As it will in the country’s universities. In another FT article the issue of gagging of university researchers at the whim of the Cabinet Office, to which I have referred here, is addressed. I suspect that like opposition party funding this will be reversed in some way but the threat will remain: self censorship will become the norm. The elite will have their way. The threat will be enough to achieve the goal.
And to come back to the issue with which I started this post, this is precisely why so many will vote Brexit and for Trump. They almost certainly do not want either really. But they are deeply alienated by an elite whose every uttering is no longer trusted, and with some reason, which is what the IDS resignation’s real significance is, for it shows that there was a cold hearted cynicism at the centre of the cuts that were supposedly such difficult decisions to make.
Until that elite – the 1% as it is called – realise just how strong this distrust is then they will not realise the risk that we face, and the backlash that they might unleash.
I do not want Trump.
I do not want Brexit.
I would like wise heads to prevail.
I would like democracy to be restored to its rightful place.
I want freedom of speech.
I want government that genuinely seeks to act in the interests of all people, and most especially those in need.
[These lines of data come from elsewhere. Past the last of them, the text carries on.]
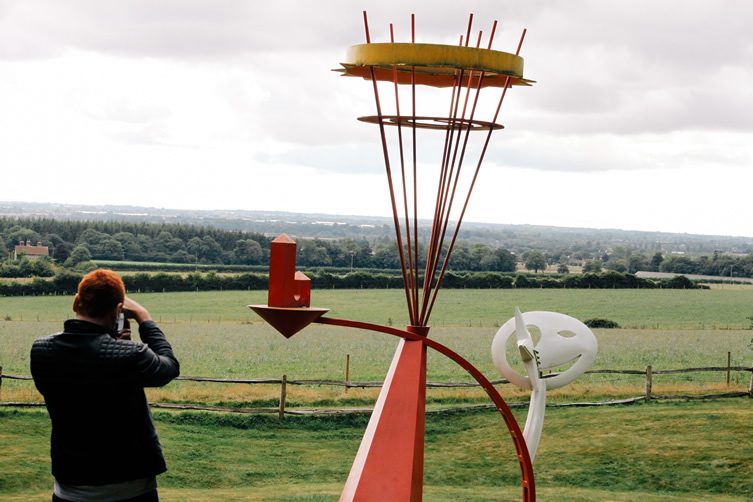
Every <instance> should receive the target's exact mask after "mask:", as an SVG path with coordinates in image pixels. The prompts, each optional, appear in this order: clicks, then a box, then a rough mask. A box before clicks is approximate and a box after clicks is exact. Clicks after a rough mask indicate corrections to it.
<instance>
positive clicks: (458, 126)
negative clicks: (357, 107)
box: [358, 115, 505, 131]
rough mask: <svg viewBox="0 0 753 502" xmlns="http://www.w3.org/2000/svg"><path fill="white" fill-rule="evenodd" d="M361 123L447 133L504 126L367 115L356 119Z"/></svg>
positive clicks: (438, 117)
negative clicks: (420, 129)
mask: <svg viewBox="0 0 753 502" xmlns="http://www.w3.org/2000/svg"><path fill="white" fill-rule="evenodd" d="M358 120H360V121H361V122H368V123H369V124H379V123H381V124H382V125H390V126H396V125H400V126H404V127H415V128H416V129H438V130H442V131H447V130H448V129H454V130H459V129H468V128H469V126H470V130H471V131H489V130H495V129H503V128H504V127H505V126H503V125H502V124H495V123H494V122H487V121H485V120H475V119H473V120H470V119H465V118H456V119H452V118H448V117H414V116H412V115H382V116H381V117H380V116H379V115H368V116H365V117H358Z"/></svg>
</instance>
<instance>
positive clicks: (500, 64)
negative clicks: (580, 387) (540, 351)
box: [250, 12, 535, 501]
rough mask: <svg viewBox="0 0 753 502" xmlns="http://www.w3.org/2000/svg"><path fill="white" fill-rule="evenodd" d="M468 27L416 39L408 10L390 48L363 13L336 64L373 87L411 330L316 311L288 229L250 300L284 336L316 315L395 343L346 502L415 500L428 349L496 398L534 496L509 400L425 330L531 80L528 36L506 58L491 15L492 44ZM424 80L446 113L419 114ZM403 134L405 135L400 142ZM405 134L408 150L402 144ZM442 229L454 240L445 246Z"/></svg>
mask: <svg viewBox="0 0 753 502" xmlns="http://www.w3.org/2000/svg"><path fill="white" fill-rule="evenodd" d="M472 22H473V15H471V16H470V20H469V23H468V29H467V32H466V35H465V37H463V36H460V44H459V45H458V46H448V45H438V44H420V43H416V42H415V18H414V17H413V16H411V41H410V43H395V41H394V31H393V27H392V25H390V42H389V43H381V44H377V43H372V42H371V36H370V34H369V28H368V22H367V18H366V13H365V12H364V25H365V31H366V44H362V45H357V46H354V47H352V48H351V50H350V52H349V54H348V59H349V61H348V62H347V63H343V64H342V66H343V68H342V69H340V70H338V71H340V72H342V73H343V74H344V75H345V76H354V77H361V78H364V79H367V80H370V81H371V83H372V88H373V91H374V99H375V104H376V112H377V114H376V115H374V116H369V117H360V118H359V120H361V121H363V122H367V123H374V124H377V125H378V126H379V132H380V139H381V144H382V152H383V156H384V163H385V170H386V174H387V184H388V189H389V193H390V201H391V204H392V211H393V221H394V225H395V233H396V240H397V247H398V253H399V256H400V264H401V268H402V275H403V283H404V291H405V298H406V301H407V305H408V317H409V320H410V324H409V325H408V326H407V328H406V329H405V330H399V329H395V328H392V327H388V326H379V325H375V324H370V323H364V322H360V321H352V320H344V319H334V318H328V317H322V316H323V314H324V313H326V312H327V310H326V309H318V308H312V307H310V305H309V304H310V294H309V292H310V290H309V282H308V278H306V277H305V275H303V274H300V273H296V272H295V243H294V242H293V241H292V240H291V239H290V238H289V237H287V236H285V235H283V236H280V237H278V238H277V239H275V241H274V242H273V243H272V255H271V259H270V283H269V303H268V305H252V306H250V307H251V308H252V309H253V310H254V311H255V312H257V313H258V314H259V315H260V316H261V317H263V318H264V319H265V320H267V321H268V322H269V323H270V324H271V325H272V326H274V327H275V328H276V329H277V330H278V331H280V332H281V333H282V334H283V335H285V336H286V337H290V336H292V335H293V334H295V333H296V332H298V331H300V330H301V329H303V328H304V327H305V326H306V325H308V324H309V323H311V322H318V323H322V324H330V325H335V326H343V327H350V328H357V329H365V330H370V331H375V332H380V333H385V334H389V335H393V336H397V337H400V338H401V340H400V342H399V344H398V348H397V351H396V352H395V356H394V358H393V360H392V364H391V366H390V369H389V371H388V373H387V377H386V378H385V381H384V385H383V387H382V390H381V393H380V394H379V398H378V399H377V402H376V405H375V407H374V412H373V413H372V415H371V419H370V421H369V424H368V426H367V428H366V432H365V433H364V437H363V439H362V441H361V446H360V448H359V450H358V453H357V454H356V458H355V460H354V462H353V465H352V467H351V470H350V474H349V476H348V479H347V481H346V483H345V487H344V489H343V492H342V496H341V500H364V501H372V500H373V501H386V500H389V501H402V500H406V501H407V500H410V501H419V500H421V498H422V489H423V460H424V459H423V457H424V423H425V403H426V350H427V348H431V349H434V350H437V351H438V352H440V353H441V354H443V355H445V356H447V357H449V358H450V359H452V360H453V361H455V362H456V363H458V364H459V365H460V366H461V367H462V368H463V369H465V370H466V371H467V372H468V373H470V374H471V376H472V377H473V378H474V379H475V380H476V381H477V382H478V383H479V384H480V385H481V386H482V387H483V388H484V390H485V391H486V392H487V394H488V395H489V397H490V398H491V399H492V401H493V402H494V404H495V405H496V407H497V409H498V410H499V412H500V413H501V414H502V417H503V419H504V421H505V424H506V425H507V428H508V430H509V432H510V436H511V438H512V440H513V443H514V444H515V448H516V450H517V457H518V462H519V464H520V468H521V474H522V495H523V500H525V501H532V500H535V486H534V478H533V468H532V465H531V459H530V456H529V453H528V449H527V448H526V445H525V441H524V439H523V434H522V432H521V430H520V427H519V426H518V424H517V422H516V421H515V418H514V417H513V415H512V413H511V412H510V410H509V408H508V407H507V405H506V404H505V402H504V400H503V399H502V397H501V396H500V395H499V393H498V392H497V390H496V389H495V388H494V386H493V385H492V384H491V383H490V382H489V380H488V379H486V377H484V376H483V375H482V374H481V372H480V371H479V370H478V369H476V368H475V367H474V366H473V365H472V364H471V363H469V362H468V361H467V360H465V359H463V358H462V357H461V356H460V355H458V354H457V353H455V352H454V351H452V350H451V349H449V348H448V347H446V346H444V345H442V344H440V343H438V342H436V341H434V340H431V339H430V338H429V337H428V335H429V325H428V322H429V317H430V315H431V311H432V309H433V307H434V303H435V300H436V297H437V292H438V290H439V288H440V286H441V284H442V281H443V279H444V275H445V272H446V270H447V264H448V262H449V260H450V256H451V254H452V249H453V247H454V245H455V241H456V239H457V235H458V232H459V230H460V224H461V222H462V220H463V217H464V215H465V212H466V209H467V206H468V201H469V199H470V196H471V192H472V191H473V188H474V186H475V184H476V180H477V177H478V173H479V169H480V168H481V164H482V162H483V159H484V156H485V155H486V152H487V148H488V145H489V140H490V138H491V134H492V132H493V131H495V130H499V129H501V128H502V125H500V124H498V123H497V118H498V116H499V113H500V109H501V106H502V102H503V100H504V98H505V95H506V94H507V90H508V89H509V88H510V87H511V86H513V85H530V84H531V81H529V80H526V79H524V78H523V59H522V58H521V57H520V56H519V55H518V53H519V52H520V46H521V45H522V42H523V38H524V36H525V31H523V35H522V36H521V38H520V44H519V45H518V49H517V51H516V53H515V54H509V53H505V52H500V51H496V50H492V49H491V47H492V42H493V39H494V33H495V31H496V27H497V22H496V21H494V24H493V26H492V29H491V34H490V36H489V40H488V47H487V48H485V49H482V48H480V45H481V41H482V35H483V34H482V32H479V34H478V39H477V42H476V47H475V48H474V47H469V39H470V36H471V27H472ZM385 82H386V85H387V86H388V88H389V89H390V90H392V91H394V97H395V106H394V113H390V114H384V113H383V110H382V102H381V100H380V93H379V91H380V89H379V88H380V85H385ZM400 85H404V86H409V90H410V98H411V111H410V113H408V114H405V113H402V111H401V109H400V99H399V96H400V91H399V86H400ZM419 85H422V86H431V87H436V88H447V89H448V90H450V96H449V98H450V99H449V112H448V113H447V114H446V115H436V114H418V113H417V103H418V100H417V98H416V88H417V86H419ZM485 88H492V89H495V88H497V89H499V88H501V93H500V96H499V99H498V101H497V105H496V107H494V109H493V113H492V115H491V117H490V118H489V120H481V119H479V118H478V116H477V114H478V112H479V109H478V108H477V105H478V103H479V96H480V93H481V90H482V89H485ZM469 103H470V106H469ZM387 127H394V128H395V130H396V135H393V136H391V137H392V139H393V143H394V142H396V143H397V145H398V148H397V153H395V149H393V152H392V154H391V153H390V150H389V148H388V144H389V143H390V140H389V139H388V138H389V137H390V136H388V134H387ZM404 129H405V131H404ZM419 129H423V130H426V131H427V132H428V133H430V134H440V135H443V136H444V138H443V144H444V147H443V149H442V151H441V152H438V153H439V154H441V155H439V169H438V170H436V171H435V172H428V173H422V172H421V171H422V169H421V168H420V166H419V161H418V157H419V156H418V141H417V137H418V136H417V130H419ZM478 131H481V132H485V133H486V134H485V140H484V142H483V144H482V146H481V147H480V149H479V150H478V151H479V153H478V159H477V160H476V161H475V166H473V169H471V171H470V173H468V170H467V169H466V170H463V164H464V162H465V161H466V160H467V157H469V156H470V151H471V150H469V149H468V145H469V137H470V133H471V132H478ZM404 132H405V133H406V134H403V133H404ZM406 137H408V138H409V139H407V140H406V139H405V138H406ZM406 141H407V143H408V147H410V148H408V147H404V142H406ZM406 150H408V152H407V154H406ZM432 153H437V152H432ZM397 163H399V165H400V181H401V182H400V185H399V186H398V189H397V190H396V187H395V183H394V176H393V170H392V166H393V165H394V164H397ZM406 164H407V165H406ZM420 174H421V176H424V175H425V176H426V181H422V182H421V183H419V181H418V180H419V175H420ZM422 179H423V178H422ZM427 183H434V184H436V197H435V199H434V200H433V201H432V202H433V206H434V216H433V218H432V224H431V229H430V233H429V235H428V238H427V239H426V244H427V246H426V248H427V249H426V254H425V255H423V256H420V255H419V230H418V196H419V190H418V186H419V184H421V185H424V184H427ZM462 190H465V191H466V194H465V197H464V202H463V204H462V207H461V208H460V210H459V211H458V207H457V206H456V205H453V202H454V200H455V197H456V196H457V195H458V194H460V192H461V191H462ZM399 207H400V209H398V208H399ZM401 213H402V218H401ZM401 219H402V224H401ZM451 222H454V223H451ZM448 231H449V235H450V236H451V238H450V239H449V241H447V237H448ZM291 256H292V258H291ZM421 261H425V266H424V267H419V262H421ZM298 274H300V275H298Z"/></svg>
But we are not getting that type of government. We are getting small minded, oppressive, indifferent government in the interests of a few who aren’t even wise enough to see the risk in doing that.
Is it really surprising that as a consequence people are saying they have had enough?
It really is time for the elite – from wherever it comes – to realise that. And act. People have had enough. And the mechanism they might use to say so has very grave consequences, way beyond the short term.